3. Have integrity and humility. You are no better or worse than anyone else. Stop comparing and competing, run your own race, and show up in a way you can be proud of. Do what you say you are going to do, own when you are wrong, and take action on your own behalf even when you don’t feel like it. And remember we are only in charge of our actions, not our results.

Any advice for folks feeling overwhelmed?

When I feel overwhelmed — I do all I can to stop the spin, get quiet, self regulate and get back to my center and power.

We will all get triggered, flooded, and overwhelmed. Its part of being human. 88% of our brains are subconscious and we hold trauma and old beliefs that are running the show that we may not even be aware of.
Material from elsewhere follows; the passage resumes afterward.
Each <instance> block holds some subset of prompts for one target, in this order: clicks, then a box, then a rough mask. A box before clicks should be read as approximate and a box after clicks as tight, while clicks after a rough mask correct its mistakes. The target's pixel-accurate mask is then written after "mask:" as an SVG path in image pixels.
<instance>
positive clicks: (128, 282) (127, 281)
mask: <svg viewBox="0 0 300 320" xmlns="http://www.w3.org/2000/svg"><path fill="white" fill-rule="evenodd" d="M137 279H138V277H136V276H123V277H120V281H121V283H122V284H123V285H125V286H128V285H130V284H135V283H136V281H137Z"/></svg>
When I am “in it” I love to take long walks, pray, listen to the Golden Key by Emmet Fox or one of the Greats who has gone before me… Norman Vincent Peale, Earl Nightengale, Napolean Hill. There is something very comforting about listening to this age-old wisdom from folks who made it through and have already passed.

I remind myself that I, too, will pass and that sometimes right sizes whatever it is I am freaking out about. I remember that the past is over and the future never comes, it is always right now. I also remember God gives us everything we need just to do this day ahead — fresh mercies every day, our daily bread. And I remember to live my life in day sized chunks!

Anything somatic like meditation, deep breathing, stretching and being out in nature really help. I love calling a friend and sharing it all, getting out of self and getting some levity around it. And journaling is one of my favorite tools! I will often dialogue with my little girl inside, my teenager, my younger adult self, and my me now. We all have many parts. When we can give them all a voice and let our adults (that 12% of us that is conscious) take the wheel this brings peace, strength and our next right action.